A repressive (by your standards) country’s government officials have finally decided to allow citizens to join DataSciencester. However, they insist that the users from their country not be allowed to discuss deep learning. Furthermore, they want you to report to them the names of any users who even try to seek out information on deep learning.

Are this country’s data scientists better off with access to the topic-limited (and surveilled) DataSciencester that you’d be allowed to offer? Or are the proposed restrictions so awful that they’d be better off with no access at all?

Interpretability

The DataSciencester HR department asks you to develop a model predicting which employees are most at risk of leaving the company, so that it can intervene and try to make them happier. (Attrition rate is an important component of the “10 Happiest Workplaces” magazine feature that your CEO aspires to appear in.)

 

You’ve collected an assortment of historical data and are considering three models:

  • A decision tree

  • A neural network

  • A high-priced “retention expert”

One of your data scientists insists that you should just use whichever model performs best.

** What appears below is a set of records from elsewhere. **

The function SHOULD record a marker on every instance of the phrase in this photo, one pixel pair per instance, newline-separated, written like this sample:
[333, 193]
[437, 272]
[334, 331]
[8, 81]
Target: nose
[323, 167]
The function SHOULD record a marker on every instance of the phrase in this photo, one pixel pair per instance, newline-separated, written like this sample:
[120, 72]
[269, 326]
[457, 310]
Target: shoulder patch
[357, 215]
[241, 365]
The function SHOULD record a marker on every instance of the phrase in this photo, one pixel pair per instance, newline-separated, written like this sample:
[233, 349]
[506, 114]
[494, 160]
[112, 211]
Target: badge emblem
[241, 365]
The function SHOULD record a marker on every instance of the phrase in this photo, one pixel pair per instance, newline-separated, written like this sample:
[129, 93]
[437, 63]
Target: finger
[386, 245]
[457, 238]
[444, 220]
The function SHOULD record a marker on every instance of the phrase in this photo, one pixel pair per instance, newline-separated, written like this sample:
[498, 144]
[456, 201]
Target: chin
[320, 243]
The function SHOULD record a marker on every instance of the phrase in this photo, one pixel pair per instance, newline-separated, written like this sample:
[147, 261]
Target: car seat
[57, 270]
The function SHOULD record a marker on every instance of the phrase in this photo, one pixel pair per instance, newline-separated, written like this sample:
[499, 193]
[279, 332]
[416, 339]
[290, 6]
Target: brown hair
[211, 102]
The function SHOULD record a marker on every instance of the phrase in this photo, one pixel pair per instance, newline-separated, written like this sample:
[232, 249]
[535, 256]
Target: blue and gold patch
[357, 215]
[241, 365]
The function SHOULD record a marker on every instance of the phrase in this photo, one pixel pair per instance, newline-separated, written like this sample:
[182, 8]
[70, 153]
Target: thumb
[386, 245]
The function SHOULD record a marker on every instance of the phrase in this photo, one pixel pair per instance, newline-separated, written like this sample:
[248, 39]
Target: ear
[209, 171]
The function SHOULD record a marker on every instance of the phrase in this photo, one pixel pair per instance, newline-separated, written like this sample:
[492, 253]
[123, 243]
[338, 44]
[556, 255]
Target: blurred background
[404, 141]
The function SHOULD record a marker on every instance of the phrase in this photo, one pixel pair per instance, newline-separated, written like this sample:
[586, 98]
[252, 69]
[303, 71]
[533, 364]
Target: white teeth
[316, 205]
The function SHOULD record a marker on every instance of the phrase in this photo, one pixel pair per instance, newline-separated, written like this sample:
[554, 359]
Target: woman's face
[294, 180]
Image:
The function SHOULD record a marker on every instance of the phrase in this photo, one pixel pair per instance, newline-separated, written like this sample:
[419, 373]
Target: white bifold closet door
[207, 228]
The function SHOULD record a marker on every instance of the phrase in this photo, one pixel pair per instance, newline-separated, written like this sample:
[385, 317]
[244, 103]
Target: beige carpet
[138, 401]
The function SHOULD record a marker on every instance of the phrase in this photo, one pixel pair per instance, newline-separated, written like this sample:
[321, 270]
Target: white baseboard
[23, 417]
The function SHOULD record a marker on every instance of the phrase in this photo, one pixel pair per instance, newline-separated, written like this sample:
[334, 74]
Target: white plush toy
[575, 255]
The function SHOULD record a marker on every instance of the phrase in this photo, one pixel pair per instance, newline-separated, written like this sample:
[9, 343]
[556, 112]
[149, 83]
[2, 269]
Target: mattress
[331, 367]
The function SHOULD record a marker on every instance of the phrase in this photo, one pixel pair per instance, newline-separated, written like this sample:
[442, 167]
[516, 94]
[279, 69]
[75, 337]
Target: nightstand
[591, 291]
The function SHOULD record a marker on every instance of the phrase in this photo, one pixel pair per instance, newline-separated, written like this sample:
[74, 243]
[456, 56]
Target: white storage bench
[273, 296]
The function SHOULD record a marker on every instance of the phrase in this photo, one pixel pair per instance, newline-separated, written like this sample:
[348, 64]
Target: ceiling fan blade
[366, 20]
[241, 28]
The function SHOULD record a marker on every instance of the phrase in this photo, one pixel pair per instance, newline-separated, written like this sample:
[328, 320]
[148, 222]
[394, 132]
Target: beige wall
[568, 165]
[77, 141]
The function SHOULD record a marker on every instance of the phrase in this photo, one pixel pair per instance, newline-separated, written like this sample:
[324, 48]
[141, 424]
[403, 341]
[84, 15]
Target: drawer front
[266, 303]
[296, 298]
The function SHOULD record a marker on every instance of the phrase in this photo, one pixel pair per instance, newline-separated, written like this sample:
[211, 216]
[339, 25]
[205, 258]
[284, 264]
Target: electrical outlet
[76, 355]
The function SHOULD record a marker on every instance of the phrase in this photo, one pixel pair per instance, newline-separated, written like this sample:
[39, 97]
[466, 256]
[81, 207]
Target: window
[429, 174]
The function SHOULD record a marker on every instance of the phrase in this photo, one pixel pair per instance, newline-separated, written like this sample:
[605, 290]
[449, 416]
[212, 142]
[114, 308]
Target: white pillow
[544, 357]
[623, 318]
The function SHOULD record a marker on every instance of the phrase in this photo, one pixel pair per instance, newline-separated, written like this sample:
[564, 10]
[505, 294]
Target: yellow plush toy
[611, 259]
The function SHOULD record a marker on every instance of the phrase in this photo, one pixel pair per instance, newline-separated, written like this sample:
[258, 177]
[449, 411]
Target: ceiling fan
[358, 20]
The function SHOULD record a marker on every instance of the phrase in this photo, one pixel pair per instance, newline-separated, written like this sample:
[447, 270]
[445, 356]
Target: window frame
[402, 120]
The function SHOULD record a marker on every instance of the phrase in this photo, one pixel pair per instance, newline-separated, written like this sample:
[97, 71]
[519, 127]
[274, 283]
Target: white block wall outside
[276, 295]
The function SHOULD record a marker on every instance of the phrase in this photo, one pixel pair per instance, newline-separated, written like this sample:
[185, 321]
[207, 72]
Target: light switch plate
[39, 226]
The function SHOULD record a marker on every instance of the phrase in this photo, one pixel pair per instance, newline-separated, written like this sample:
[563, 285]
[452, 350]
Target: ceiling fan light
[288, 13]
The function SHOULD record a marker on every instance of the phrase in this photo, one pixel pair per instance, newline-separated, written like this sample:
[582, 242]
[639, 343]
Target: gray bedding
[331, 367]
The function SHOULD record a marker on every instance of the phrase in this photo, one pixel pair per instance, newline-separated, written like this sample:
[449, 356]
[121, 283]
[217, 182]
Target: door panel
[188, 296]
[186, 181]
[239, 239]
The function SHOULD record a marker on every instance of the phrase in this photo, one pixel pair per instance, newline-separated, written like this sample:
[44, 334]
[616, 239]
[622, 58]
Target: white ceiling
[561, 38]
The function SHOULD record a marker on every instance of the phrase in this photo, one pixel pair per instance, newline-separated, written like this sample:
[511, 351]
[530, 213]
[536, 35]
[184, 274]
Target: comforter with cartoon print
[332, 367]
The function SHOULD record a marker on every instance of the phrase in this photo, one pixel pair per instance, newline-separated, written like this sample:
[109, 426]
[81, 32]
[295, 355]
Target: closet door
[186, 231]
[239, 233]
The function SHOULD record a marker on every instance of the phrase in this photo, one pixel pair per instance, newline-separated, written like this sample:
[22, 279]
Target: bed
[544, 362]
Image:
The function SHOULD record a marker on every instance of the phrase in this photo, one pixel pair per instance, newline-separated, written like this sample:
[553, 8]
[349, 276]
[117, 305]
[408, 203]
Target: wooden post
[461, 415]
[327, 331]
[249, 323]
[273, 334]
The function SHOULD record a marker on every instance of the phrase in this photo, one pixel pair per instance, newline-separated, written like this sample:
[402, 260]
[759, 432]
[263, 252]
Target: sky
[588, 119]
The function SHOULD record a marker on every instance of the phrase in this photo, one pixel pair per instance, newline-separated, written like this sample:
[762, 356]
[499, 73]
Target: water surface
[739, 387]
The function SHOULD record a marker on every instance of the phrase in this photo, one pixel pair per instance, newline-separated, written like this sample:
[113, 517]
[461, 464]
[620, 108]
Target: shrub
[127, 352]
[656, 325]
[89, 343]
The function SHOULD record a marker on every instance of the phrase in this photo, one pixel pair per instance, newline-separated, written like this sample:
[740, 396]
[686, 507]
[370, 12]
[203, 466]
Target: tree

A second insists that you not use the neural network model, as only the other two can explain their predictions, and that only explanation of the predictions can help HR institute widespread changes (as opposed to one-off interventions).

A third says that while the “expert” can offer an explanation for her predictions, there’s no reason to take her at her word that it describes the real reasons she predicted the way she did.

As with our other examples, there is no absolute best choice here. In some circumstances (possibly for legal reasons or if your predictions are somehow life-changing) you might prefer a model that performs worse but whose predictions can be explained. In others, you might just want the model that predicts best. In still others, perhaps there is no interpretable model that performs well.

Recommendations

As we discussed in Chapter 23, a common data science application involves recommending things to people. When someone watches a YouTube video, YouTube recommends videos they should watch next.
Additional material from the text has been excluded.